Evan Courtis, Jacob Cornwall, Peter Giesbrecht and Aaron Crawford led the Elmira District Secondary School robotics team to a third-place finish at the FIRST Robotics Waterloo regional competition Mar. 20-22 at the University of Waterloo. [Scott Barber / The Observer]
Evan Courtis, Jacob Cornwall, Peter Giesbrecht and Aaron Crawford led the Elmira District Secondary School robotics team to a third-place finish at the FIRST Robotics Waterloo regional competition Mar. 20-22 at the University of Waterloo. [Scott Barber / The Observer]
With a third-place showing at the regional event at the University of Waterloo last weekend, the season is off to a great start.

“We’ve got about 40 students on the team now, which is up from last year,” coach Ron Fletcher said. “It’s a great group; everybody is really excited about it and I’m really proud of all the work the students have put in to get to this point.”

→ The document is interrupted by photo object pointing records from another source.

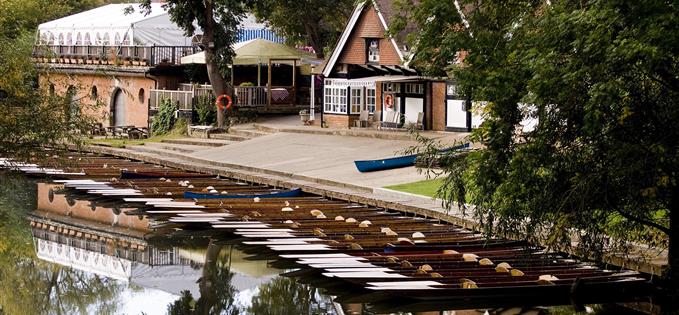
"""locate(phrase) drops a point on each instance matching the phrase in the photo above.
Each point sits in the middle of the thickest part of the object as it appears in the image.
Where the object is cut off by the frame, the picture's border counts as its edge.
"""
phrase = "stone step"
(252, 133)
(184, 148)
(228, 136)
(199, 142)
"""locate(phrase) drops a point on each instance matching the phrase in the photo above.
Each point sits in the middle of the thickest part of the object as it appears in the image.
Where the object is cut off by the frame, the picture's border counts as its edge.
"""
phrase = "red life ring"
(220, 102)
(389, 101)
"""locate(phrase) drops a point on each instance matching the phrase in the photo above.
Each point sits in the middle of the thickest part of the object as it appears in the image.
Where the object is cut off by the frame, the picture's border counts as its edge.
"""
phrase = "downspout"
(148, 103)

And the crash course season certainly demands a lot of work from participants.

Each January, FIRST Canada (for inspiration and recognition of science and technology) unveils an entirely new competition, requiring teams to design, build and program a unique robot from scratch.

Then, the race is on to create a machine that meets the organization’s strict guidelines before an official inspection in mid-February. It’s no easy feat.

“It takes a lot of creativity from the group to come up with different ideas for the robot,” Fletcher said. “The most important part, is allowing the team to learn through trial and error. That’s really the best way to go about it, and it’s an excellent lesson for our students.”

This season, the game involves stacking rectangular plastic boxes, or “totes,” along with large upright recycling bins into specific locations for points. The more totes and bins the robot can stack in 90 seconds, the more points the team receives.

And while the idea may seem a bit monotonous at first, watching four robots speed around a small arena, furiously stacking and spinning while trying hard to not knock over their stacks, is very exciting.

“The event at the University of Waterloo went very well,” Fletcher said. “You just never know how things are going to go, because it’s a robot that we build ourselves and so some days it can be a bit finicky. But for the most part, our robot is running well and our kids had a great time.”

The team is split up into a number of groups, each with their own specific role and functions. There are media members who photograph events and create a video package. There are programmers and builders and drivers. And there’s also a business team which conducts a presentation for the FIRST Canada executive.

The learning opportunities are all across the board, pushing students to think outside the box.

And there’s also a teamwork element added to the mix, as schools must select other teams to compete alongside them in on-the-fly alliances. At the University of Waterloo competition, EDSS matched up with Woodland Christian High School.

On Wednesday, the group packed up Sir Lancer Bot and trekked up to North Bay for another competition. If all goes well, the team could book a ticket to the world championships in St. Louis Missouri next month, just like they did last year.

“We feel really good about our ability to compete in North Bay,” Fletcher said before the trip. And it’s been a real team effort from the whole community that has made the team so successful.

“We have such an advantage here in Elmira because of the sense of community everyone feels,” Fletcher said. “From the service clubs through local businesses and EDSS alumni, I can’t stress enough how incredible the support has been.”

Last year, the club spent some $35,000 between materials and travel expenses, much of it covered by sponsors like Systematix, Rockwell Automation along with the local Kiwanis and Lions clubs

The money is well spent, Fletcher said.

“It really is a great experience for our students to get involved with something that is fun while at the same time there are so many positive learning opportunities.”